As hard as we try to get out of the bad habits of parenting – or, at least, the bad habits we stumbled into the first time around, with Sierra, who at times (like most first children, I assume) served as more of a test subject than a child, our best guesses at sound parenting nothing more than a series of experimentation – we often fall back into them.

We understand that children don’t learn to fall asleep on their own until they are set down while awake – no rocking to sleep, no snoring before letting go. We know this firsthand, thanks to the nightmare of Sierra’s sleep schedule through the first 15 months and her refusal to sleep without a full narcotic dose of rocking and singing.

Yet, I can’t help at this point – a full two and a half years into this parenting business, and over nine months into trying to figure out kid #2 – but want to rock him to sleep.
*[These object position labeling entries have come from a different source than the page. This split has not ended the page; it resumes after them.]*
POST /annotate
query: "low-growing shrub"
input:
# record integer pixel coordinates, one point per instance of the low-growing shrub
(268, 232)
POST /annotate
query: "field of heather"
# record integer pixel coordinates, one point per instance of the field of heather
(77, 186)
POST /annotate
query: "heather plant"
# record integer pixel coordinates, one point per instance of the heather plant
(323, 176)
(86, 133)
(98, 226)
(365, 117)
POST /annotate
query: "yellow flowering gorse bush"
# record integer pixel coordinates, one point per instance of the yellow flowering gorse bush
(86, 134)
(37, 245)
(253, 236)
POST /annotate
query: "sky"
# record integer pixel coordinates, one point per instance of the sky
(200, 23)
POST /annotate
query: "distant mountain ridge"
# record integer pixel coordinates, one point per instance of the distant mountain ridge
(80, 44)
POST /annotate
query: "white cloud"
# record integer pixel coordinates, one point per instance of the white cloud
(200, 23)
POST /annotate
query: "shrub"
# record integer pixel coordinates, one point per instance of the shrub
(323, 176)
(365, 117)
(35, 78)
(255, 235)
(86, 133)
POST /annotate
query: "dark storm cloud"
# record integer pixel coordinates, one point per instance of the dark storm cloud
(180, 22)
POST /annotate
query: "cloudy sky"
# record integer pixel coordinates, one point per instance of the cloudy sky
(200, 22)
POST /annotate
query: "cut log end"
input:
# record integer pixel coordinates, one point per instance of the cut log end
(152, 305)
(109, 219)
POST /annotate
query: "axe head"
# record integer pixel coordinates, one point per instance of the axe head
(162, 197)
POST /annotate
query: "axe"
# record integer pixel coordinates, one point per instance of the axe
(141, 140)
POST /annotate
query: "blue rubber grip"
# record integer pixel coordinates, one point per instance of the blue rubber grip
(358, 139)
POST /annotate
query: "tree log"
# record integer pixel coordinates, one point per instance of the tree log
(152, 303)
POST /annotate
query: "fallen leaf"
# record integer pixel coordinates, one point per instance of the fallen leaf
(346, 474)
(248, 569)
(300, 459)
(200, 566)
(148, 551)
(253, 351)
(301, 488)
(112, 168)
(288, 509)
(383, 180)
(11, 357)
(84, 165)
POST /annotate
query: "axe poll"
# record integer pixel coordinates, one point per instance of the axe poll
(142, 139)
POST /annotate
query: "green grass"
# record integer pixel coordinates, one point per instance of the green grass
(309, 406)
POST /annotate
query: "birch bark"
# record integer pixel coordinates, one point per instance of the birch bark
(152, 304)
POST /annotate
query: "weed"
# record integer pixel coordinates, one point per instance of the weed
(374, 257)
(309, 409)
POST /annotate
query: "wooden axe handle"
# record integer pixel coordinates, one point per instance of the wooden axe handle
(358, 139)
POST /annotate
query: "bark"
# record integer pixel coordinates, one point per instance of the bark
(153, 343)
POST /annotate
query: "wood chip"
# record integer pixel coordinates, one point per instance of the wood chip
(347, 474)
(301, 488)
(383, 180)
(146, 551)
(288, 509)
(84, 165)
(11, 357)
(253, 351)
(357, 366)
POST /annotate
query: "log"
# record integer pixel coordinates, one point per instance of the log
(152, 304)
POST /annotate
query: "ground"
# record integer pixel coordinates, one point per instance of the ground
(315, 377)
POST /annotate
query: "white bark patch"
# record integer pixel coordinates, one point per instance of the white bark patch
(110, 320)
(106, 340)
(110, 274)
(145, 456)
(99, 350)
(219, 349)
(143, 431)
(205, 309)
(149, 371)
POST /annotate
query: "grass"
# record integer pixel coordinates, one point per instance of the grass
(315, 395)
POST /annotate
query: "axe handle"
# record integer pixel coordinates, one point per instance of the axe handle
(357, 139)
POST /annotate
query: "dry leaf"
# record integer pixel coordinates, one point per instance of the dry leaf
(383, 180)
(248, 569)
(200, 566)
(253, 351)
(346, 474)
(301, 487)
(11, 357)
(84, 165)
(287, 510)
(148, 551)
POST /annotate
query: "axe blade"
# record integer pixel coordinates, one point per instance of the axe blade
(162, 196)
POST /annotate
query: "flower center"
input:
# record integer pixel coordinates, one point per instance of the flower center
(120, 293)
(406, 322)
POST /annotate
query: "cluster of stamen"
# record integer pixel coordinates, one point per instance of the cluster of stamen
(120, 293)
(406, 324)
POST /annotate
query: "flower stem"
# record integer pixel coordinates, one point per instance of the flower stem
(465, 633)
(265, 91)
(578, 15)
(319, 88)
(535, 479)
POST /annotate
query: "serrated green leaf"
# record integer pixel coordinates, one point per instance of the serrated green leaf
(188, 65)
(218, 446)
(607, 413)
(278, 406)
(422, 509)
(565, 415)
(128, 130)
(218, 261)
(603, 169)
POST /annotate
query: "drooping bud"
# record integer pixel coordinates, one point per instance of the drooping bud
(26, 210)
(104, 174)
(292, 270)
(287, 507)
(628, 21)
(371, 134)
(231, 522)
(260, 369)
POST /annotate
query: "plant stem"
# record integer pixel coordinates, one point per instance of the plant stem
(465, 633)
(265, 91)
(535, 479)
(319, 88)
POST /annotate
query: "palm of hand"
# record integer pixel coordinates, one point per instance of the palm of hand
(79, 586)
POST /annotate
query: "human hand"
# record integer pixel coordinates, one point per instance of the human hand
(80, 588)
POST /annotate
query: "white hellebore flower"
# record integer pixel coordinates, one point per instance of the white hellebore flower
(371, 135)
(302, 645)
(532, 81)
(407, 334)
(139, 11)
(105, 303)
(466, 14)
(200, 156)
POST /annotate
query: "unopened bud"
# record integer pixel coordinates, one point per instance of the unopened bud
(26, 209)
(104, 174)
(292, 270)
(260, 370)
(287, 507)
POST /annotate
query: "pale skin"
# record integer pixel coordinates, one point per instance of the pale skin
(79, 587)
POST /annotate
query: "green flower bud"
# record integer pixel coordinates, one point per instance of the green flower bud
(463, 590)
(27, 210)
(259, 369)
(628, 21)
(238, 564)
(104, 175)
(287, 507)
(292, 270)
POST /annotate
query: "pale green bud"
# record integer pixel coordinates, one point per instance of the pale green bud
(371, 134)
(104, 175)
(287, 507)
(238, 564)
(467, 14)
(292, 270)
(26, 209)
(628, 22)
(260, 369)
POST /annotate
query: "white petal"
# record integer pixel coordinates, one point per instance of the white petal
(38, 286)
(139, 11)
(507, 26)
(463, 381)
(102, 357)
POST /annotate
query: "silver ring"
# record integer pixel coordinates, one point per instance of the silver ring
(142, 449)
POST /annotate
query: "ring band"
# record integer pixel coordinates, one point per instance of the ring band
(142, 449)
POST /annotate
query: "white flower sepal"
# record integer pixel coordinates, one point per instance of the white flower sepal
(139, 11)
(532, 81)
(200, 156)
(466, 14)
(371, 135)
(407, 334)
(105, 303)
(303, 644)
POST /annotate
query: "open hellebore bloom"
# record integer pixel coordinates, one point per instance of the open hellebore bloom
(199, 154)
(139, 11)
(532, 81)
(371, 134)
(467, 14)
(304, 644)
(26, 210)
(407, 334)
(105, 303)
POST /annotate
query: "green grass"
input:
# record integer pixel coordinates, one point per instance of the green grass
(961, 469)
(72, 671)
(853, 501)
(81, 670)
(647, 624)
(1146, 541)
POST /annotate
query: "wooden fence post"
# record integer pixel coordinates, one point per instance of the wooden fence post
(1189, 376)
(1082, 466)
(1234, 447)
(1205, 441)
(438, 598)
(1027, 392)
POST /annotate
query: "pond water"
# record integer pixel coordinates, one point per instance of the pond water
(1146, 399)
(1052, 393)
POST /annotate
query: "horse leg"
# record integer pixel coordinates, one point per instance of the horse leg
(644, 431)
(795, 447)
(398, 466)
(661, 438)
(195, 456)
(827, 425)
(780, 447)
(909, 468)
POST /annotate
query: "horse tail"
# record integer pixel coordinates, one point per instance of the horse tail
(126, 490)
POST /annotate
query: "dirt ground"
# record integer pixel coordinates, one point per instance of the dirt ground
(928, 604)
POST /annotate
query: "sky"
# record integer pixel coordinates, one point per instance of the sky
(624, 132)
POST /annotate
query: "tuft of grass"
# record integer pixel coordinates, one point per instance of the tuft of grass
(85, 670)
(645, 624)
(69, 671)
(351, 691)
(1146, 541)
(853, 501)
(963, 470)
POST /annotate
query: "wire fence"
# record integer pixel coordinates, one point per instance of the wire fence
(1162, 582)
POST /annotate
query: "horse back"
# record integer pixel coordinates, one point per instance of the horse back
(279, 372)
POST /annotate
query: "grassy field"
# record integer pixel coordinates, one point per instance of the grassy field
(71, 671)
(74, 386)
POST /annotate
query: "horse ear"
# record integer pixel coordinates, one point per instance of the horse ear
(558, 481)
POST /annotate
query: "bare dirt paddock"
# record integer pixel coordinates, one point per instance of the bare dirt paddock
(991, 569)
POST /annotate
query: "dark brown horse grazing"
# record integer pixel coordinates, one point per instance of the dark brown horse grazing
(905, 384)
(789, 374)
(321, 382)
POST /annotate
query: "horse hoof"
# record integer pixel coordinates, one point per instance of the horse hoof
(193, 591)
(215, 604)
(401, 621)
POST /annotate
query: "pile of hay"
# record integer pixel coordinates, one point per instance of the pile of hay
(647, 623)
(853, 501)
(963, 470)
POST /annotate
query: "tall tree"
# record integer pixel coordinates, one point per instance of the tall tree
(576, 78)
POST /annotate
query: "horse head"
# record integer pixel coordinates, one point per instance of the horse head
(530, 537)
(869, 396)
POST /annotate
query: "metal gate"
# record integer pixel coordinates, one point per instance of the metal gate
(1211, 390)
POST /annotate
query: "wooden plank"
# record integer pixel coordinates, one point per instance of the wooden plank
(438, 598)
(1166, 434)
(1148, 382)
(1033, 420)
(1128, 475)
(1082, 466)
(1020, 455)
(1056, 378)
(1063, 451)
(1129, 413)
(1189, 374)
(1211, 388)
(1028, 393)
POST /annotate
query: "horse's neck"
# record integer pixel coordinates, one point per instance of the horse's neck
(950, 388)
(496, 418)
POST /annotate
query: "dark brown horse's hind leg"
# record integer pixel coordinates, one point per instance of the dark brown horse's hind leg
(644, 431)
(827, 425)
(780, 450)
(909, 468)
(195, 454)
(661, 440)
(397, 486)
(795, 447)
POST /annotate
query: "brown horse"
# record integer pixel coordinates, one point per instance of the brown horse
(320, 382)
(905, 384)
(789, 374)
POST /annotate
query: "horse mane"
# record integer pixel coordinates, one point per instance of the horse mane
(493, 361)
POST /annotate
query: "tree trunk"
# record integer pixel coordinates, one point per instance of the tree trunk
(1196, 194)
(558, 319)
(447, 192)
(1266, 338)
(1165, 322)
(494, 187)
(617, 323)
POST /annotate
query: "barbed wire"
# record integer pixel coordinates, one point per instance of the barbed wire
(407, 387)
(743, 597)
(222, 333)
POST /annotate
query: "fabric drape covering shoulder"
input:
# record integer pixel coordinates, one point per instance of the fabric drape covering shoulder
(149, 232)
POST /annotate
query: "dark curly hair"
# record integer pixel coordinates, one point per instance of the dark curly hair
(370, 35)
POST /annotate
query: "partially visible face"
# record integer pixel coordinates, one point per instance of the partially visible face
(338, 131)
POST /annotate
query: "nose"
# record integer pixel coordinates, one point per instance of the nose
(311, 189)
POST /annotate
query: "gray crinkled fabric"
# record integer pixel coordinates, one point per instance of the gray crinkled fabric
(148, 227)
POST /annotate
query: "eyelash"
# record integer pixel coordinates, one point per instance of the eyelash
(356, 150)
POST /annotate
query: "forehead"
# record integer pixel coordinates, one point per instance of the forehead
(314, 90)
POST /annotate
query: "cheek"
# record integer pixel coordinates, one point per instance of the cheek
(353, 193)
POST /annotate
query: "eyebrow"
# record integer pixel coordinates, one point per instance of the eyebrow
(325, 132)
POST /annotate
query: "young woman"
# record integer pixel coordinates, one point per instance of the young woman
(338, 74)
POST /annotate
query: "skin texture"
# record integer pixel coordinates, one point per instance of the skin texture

To closed-eyes, shallow-breath, oops-I-let-go-too-early-but-he’s-totally-not-waking-up sleep.

I don’t care if he wakes up, wondering where he is, confused as to how he got to this point, crying and wailing and wanting someone to help him return to the state he was in before he zonked out: in the arms of a parent, safe from the world.

I don’t care if he takes a few extra months before we’re able to set him in bed, turn off the light and say “good night!” without swaddling and rocking and feeding and snuggling and the rest of the routine.

I don’t care, because, as I realized while rocking him tonight, he’s only got a few more months of needing us to fall asleep. Where Sierra is totally self-sufficient in the sleep category, Isaac still clings to us for protection, still curls up in the den our arms form around him, still looks to us for that basic need.

I don’t care, because I know someday that will be gone. He’ll fight going to sleep, but in a different way. In a combative way. No longer looking to us to help him, he’ll see us a foes – as the adults standing in the way of another hour of television.

So for now, I’ll rock him. To sleep. For whatever he needs. And wait for the day when he realizes he can let go.